No hearings in the case have been held at Guantánamo since February, in part because of a complicated two-week quarantine requirement for newcomers to the base to safeguard its 6,000 residents. (Forty of them are prisoners and 1,500 of them are soldiers assigned to the wartime prison.)
Prosecutors eager to resume the hearings have devised a skeletal plan to airlift 50 or more people to the court, including lawyers, translators, court reporters and the chief judge and his staff for 45 days, starting with the two-week quarantine.
Colonel Watkins, who had handled the Sept. 11 case on a caretaker basis, rejected the proposal for a session from September to October. It is likely to be up to Colonel Keane to decide whether to accept a new proposal from the prosecution to airlift the judge and lawyers to the base on Oct. 31 for two weeks of quarantine inside trailers at the war court complex, Camp Justice. Hearings that would run through the Thanksgiving holiday and end on Dec. 23 would follow.
At the military commissions, new judges are questioned by both defense and prosecution lawyers, who then get an opportunity to challenge a judge based on potential or actual conflicts of interest. Defense lawyers unsuccessfully sought to exclude an earlier Marine Corps judge who presided briefly in the case, Col. Keith A. Parrella, because he had completed a one-year fellowship as a prosecutor in the Justice Department’s national security division, which has two key prosecutors assigned to the Sept. 11 case at Guantánamo.

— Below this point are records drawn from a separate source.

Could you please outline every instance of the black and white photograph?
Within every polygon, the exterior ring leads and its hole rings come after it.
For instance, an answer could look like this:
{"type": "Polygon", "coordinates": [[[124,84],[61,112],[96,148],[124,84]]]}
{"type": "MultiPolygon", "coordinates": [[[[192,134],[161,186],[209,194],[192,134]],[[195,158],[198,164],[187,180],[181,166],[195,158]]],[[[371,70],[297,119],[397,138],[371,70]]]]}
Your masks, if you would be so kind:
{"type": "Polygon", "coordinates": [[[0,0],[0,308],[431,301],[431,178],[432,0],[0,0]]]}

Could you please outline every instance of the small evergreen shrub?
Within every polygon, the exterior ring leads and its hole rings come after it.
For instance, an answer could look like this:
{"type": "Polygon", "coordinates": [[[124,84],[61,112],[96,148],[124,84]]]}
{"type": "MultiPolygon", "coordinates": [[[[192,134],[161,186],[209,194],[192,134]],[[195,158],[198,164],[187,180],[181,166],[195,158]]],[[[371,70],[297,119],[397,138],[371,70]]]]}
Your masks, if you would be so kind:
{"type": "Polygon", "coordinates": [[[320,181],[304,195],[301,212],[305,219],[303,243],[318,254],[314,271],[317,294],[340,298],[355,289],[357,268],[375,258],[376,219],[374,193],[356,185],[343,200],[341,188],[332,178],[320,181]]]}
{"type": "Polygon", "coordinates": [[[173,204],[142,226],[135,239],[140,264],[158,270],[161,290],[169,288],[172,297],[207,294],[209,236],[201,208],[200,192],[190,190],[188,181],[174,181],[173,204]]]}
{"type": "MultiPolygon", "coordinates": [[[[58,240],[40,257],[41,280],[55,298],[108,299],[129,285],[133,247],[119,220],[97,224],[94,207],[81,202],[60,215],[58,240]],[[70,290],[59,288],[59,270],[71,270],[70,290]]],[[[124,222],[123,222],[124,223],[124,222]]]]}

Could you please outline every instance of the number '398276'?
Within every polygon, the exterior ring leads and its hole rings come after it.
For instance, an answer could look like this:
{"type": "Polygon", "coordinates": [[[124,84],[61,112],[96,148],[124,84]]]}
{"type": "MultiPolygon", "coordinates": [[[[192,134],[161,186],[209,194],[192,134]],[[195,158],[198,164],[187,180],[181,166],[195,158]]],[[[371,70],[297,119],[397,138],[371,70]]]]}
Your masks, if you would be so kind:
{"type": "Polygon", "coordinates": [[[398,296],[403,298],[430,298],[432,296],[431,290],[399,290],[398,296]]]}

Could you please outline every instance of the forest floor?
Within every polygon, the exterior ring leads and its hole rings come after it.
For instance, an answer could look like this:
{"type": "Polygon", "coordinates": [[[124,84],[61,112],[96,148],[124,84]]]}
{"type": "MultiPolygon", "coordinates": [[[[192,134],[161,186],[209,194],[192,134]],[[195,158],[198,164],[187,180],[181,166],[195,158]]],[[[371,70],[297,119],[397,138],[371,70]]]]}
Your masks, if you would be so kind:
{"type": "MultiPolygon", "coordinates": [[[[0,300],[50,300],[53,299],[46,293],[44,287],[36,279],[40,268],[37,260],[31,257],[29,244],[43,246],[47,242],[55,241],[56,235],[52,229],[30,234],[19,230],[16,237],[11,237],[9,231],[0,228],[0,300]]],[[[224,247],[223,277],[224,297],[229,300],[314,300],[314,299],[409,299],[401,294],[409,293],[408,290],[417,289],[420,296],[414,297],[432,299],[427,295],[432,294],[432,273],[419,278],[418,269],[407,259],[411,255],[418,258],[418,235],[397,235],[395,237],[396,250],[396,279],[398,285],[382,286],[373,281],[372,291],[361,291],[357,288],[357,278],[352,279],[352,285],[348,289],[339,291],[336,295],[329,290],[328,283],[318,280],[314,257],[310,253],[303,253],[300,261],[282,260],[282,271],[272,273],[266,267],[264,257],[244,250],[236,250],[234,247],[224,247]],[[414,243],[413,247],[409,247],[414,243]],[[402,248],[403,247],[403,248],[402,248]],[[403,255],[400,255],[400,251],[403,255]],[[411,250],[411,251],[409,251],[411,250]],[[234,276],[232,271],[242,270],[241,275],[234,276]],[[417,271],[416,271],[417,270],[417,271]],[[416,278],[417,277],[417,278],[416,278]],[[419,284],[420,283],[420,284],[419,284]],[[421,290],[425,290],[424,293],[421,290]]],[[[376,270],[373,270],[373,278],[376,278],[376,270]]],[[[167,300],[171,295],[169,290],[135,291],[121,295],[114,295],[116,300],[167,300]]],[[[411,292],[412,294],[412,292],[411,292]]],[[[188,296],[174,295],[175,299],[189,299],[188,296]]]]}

Colonel Keane also had the fellowship, more recently, in 2012 and 2013.
A military biography describes him as “raised in the Bronx, New York and Spring Heights, N.J.” He enlisted in the Marine Corps Reserves in 1989 and then became an officer upon his graduation in 1994 from the University of Arizona.
He graduated in 2002 from William and Mary Law school, meaning he was a student at the time of the Sept. 11 attacks.
Colonel Keane’s biography shows no experience as a defense lawyer but cites four different instances when he served as a Marine prosecutor, including during his law school summers at the Marine bases in Quantico, Va., and Camp Lejeune, N.C.
One of his best known cases involved the attempted prosecution in 2005 of a second lieutenant in the killing of two Iraqis near Mahmudiya. A major at the time, he was the lead prosecutor in a weeklong, high profile fact-finding hearing called an Article 32, after which the commanding general of the Second Marine division chose not to go forward with a full court-martial.
This is Colonel Keane’s second time as a Marine Corps judge. He did a three-year stint starting in 2009 as a major.